Reference Tag - A-0267
Reference Tag - A-0288

DATA COLLECTION & ANALYSIS

Tag No.: A0273

Based on interview and document review, it was determined that the hospital failed to include all hospital services in their hospital-wide quality assurance program.

Findings:

On March 13, 2014, the investigator interviewed four Chemical Dependency Center (CDC) personnel on their involvement with the hospital improvement program. The personnel did not indicate they were aware of CDC's involvement with the hospital plan. On interview with the CDC nurse manager and quality director, they acknowledged the exclusion of CDC specific quality indicators.

On document review, the CDC identified areas of needed improvement during an October 2013 staff meeting with CDC employees. No evidence of measurement, analysis or tracking of these identified areas of needed improvement could be found.

PATIENT SAFETY

Tag No.: A0286

Based on interview and policy review, it was determined that the hospital failed to analyze the circumstances and implement preventative actions on an adverse patient event.

Findings:
At the time of investigation on March 14, 2014, no internal investigation could be demonstrated. Providence St. Peter Hospital's (PSPH) Sentinel/Adverse Events Policy defines an adverse event as "an unexpected occurrence involving death or serious physical or psychological injury or the risk thereof " . The policy outlines the procedure following an adverse event and the investigator found no evidence that the policy was followed.
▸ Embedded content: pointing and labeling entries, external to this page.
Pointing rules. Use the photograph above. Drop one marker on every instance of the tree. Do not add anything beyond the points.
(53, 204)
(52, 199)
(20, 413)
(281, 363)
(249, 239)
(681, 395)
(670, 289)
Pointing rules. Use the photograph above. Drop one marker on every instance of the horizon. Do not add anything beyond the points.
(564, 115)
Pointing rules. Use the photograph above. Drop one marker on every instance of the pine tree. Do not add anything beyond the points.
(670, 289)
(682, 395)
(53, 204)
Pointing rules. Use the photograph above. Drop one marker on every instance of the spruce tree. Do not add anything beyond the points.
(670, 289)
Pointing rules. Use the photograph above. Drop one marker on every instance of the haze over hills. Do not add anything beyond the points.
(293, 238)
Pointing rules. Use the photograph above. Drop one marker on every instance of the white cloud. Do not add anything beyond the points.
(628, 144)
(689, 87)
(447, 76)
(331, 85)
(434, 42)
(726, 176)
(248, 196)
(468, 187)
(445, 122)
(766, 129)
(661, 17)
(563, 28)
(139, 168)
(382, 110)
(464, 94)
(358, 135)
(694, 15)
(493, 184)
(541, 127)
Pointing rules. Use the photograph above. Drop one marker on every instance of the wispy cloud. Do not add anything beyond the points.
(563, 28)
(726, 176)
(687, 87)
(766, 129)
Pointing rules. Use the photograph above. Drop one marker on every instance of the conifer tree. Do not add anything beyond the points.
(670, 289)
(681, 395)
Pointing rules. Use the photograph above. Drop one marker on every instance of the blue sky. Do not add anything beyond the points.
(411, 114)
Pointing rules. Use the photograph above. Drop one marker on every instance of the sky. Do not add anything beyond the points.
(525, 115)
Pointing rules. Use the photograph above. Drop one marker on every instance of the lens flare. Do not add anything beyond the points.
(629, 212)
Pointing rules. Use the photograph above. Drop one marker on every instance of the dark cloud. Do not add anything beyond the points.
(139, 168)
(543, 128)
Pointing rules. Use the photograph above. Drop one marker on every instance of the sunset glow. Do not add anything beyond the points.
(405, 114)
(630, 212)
RN SUPERVISION OF NURSING CARE

Tag No.: A0395

Based on interview, document review and policy and procedure review, the hospital failed to evaluate patient care needs on an ongoing basis. Failure to perform A reassessment of patient's conditions puts patient's at risk of harm.

Findings include:
The physician orders for patient's entering the Chemical Dependency Center for detoxification from alcohol require vital signs to be taken every three hours time three. On review of Patient #1's medical record, vital signs were not taken every three hours. On review of nine other records, vital signs did not meet the physician's orders 4 out of 9 records.
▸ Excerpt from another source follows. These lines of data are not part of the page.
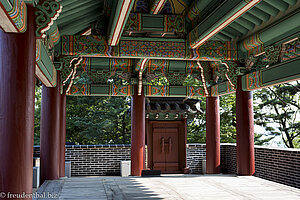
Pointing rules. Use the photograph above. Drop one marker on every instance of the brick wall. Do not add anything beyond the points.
(275, 164)
(279, 165)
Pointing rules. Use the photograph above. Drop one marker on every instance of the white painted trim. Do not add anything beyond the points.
(120, 21)
(159, 6)
(5, 22)
(227, 22)
(41, 77)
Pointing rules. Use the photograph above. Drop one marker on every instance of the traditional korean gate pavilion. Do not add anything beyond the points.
(166, 132)
(165, 48)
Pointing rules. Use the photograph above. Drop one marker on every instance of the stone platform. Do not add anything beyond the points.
(192, 187)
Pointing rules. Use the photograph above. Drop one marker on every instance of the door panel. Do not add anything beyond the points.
(159, 156)
(172, 149)
(165, 148)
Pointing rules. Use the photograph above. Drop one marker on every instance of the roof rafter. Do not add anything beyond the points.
(156, 6)
(220, 19)
(118, 21)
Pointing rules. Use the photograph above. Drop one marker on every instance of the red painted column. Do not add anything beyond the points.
(62, 135)
(50, 133)
(212, 135)
(245, 131)
(17, 82)
(137, 133)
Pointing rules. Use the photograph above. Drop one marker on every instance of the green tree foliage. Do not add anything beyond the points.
(98, 120)
(277, 111)
(197, 127)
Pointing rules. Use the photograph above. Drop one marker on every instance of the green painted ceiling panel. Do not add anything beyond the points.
(268, 8)
(150, 22)
(279, 4)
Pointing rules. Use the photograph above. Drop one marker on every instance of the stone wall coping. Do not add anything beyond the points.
(188, 145)
(277, 148)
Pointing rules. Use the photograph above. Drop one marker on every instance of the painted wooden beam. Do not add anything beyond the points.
(127, 90)
(221, 89)
(220, 19)
(44, 67)
(174, 91)
(13, 15)
(119, 21)
(146, 48)
(196, 8)
(255, 44)
(274, 75)
(157, 6)
(54, 34)
(101, 90)
(139, 22)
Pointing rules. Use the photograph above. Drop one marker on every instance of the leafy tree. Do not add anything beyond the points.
(277, 111)
(197, 127)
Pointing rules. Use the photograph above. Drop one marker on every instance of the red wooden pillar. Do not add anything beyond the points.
(245, 131)
(50, 133)
(62, 135)
(212, 135)
(137, 133)
(17, 82)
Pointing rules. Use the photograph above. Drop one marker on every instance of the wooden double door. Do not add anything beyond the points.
(166, 146)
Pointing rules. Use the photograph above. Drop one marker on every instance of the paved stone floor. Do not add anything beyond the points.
(212, 187)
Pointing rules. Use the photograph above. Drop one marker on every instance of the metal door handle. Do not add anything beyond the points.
(162, 144)
(170, 144)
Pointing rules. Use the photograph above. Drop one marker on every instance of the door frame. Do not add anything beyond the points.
(181, 141)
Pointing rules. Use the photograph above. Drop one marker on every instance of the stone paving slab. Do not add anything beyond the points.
(188, 187)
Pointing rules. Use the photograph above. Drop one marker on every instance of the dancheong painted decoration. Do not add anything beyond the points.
(170, 48)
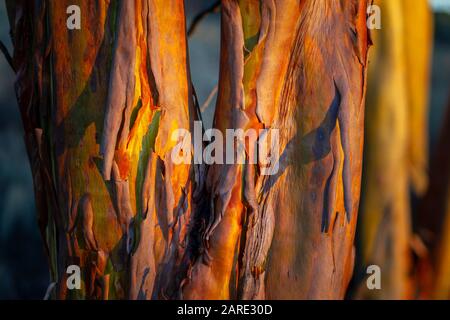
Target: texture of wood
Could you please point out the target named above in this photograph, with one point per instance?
(99, 106)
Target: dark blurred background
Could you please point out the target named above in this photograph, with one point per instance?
(23, 266)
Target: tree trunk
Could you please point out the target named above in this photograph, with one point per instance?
(434, 222)
(99, 107)
(396, 152)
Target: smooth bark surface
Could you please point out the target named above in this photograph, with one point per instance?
(395, 158)
(99, 106)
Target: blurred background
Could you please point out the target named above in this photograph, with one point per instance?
(23, 266)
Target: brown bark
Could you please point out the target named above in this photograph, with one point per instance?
(395, 157)
(99, 106)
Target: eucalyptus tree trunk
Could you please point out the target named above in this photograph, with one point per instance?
(434, 222)
(396, 153)
(99, 106)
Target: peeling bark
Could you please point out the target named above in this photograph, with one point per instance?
(395, 160)
(99, 107)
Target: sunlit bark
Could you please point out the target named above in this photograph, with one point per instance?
(299, 69)
(395, 158)
(99, 106)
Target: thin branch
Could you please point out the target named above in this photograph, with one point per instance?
(213, 8)
(8, 57)
(209, 99)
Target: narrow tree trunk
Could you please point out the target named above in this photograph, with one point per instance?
(99, 106)
(434, 222)
(299, 69)
(396, 151)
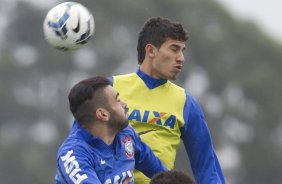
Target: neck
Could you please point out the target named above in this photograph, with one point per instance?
(147, 69)
(103, 132)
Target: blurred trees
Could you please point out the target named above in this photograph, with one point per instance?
(232, 68)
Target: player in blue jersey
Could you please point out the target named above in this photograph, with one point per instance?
(102, 148)
(161, 112)
(172, 177)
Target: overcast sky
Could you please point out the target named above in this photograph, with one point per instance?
(267, 14)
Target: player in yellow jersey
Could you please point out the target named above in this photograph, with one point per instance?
(161, 112)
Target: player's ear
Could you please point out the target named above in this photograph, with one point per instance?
(102, 114)
(150, 50)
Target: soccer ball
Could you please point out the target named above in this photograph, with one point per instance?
(68, 26)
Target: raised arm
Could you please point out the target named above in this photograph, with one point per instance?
(197, 141)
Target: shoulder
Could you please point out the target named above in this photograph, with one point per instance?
(129, 132)
(124, 76)
(175, 87)
(74, 146)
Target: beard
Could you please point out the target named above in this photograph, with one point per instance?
(117, 121)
On interview of three staff registered nurses on March 18, 2014, each stated vital signs are taken by the registered nurse. Two of the three nurses stated that if the patient is sleeping, the vital signs are not taken. The investigator asked for the policy and/or physician protocol that changes the original order requirement and no policy could be found.

The investigator asked about the requirement of vital signs every shift after the initial three times and all three stated they were at least every eight hours as the nursing staff work eight hour shifts and this was the intention of the physician orders. On record review, it was noted that the vital signs are not taken at least every eight hours and varied beyond the parameter.
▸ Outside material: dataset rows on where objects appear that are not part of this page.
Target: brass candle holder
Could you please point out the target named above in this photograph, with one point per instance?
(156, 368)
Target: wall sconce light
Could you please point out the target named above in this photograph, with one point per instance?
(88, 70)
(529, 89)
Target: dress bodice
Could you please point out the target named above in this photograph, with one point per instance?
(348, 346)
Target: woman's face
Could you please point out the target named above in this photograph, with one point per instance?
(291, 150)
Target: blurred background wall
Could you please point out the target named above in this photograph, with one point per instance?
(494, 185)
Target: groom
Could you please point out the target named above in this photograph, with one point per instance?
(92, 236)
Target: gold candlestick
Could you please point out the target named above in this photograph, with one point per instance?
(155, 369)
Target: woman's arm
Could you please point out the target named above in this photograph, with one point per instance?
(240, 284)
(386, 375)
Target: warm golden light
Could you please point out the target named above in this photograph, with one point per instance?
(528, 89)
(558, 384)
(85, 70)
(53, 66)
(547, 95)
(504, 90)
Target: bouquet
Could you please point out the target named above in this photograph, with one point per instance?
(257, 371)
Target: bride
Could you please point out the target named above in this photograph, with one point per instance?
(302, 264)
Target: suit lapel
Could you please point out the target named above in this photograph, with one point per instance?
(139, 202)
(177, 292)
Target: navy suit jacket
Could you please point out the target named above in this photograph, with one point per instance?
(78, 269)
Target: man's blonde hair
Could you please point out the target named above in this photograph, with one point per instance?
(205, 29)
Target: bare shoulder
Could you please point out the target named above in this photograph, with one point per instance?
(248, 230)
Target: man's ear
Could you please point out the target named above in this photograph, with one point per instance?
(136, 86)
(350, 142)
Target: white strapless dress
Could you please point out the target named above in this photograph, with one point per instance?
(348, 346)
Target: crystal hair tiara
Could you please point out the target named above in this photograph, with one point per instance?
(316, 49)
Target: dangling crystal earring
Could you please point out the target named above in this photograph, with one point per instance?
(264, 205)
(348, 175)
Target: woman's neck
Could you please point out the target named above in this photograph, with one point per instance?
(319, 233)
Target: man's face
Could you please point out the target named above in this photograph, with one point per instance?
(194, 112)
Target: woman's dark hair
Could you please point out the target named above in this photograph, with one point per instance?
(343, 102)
Physician #1 stated on March 18, 2014, that because there are only two nurses for forty patients, the patients are required to come to the nursing desk for vital signs and the nurses do not wake up sleeping patients. This was not confirmed by the three nurses interviewed.

The investigator asked the three registered nurses about the policy requirements for reassessment of patients. They could not identify a policy and were not aware where a policy could be located. The Chief Nursing Officer provided the policy on 'Nursing Care for the Patient in Detox or Rehab'. The policy states that the nursing assessment frequency is to be determined by the patient's condition. On March 18, 2014, nurses #1, #2 and #3 stated that a change in vital signs would constitute an indication for more frequent assessments. This assessment was not performed on Patient #1.

The policy on medication administration states that the reason a PRN medication is given will be documented on the medication record and will include the response to the medication after administered. 10 out of 10 medical records contained no documentation of response to a PRN medication.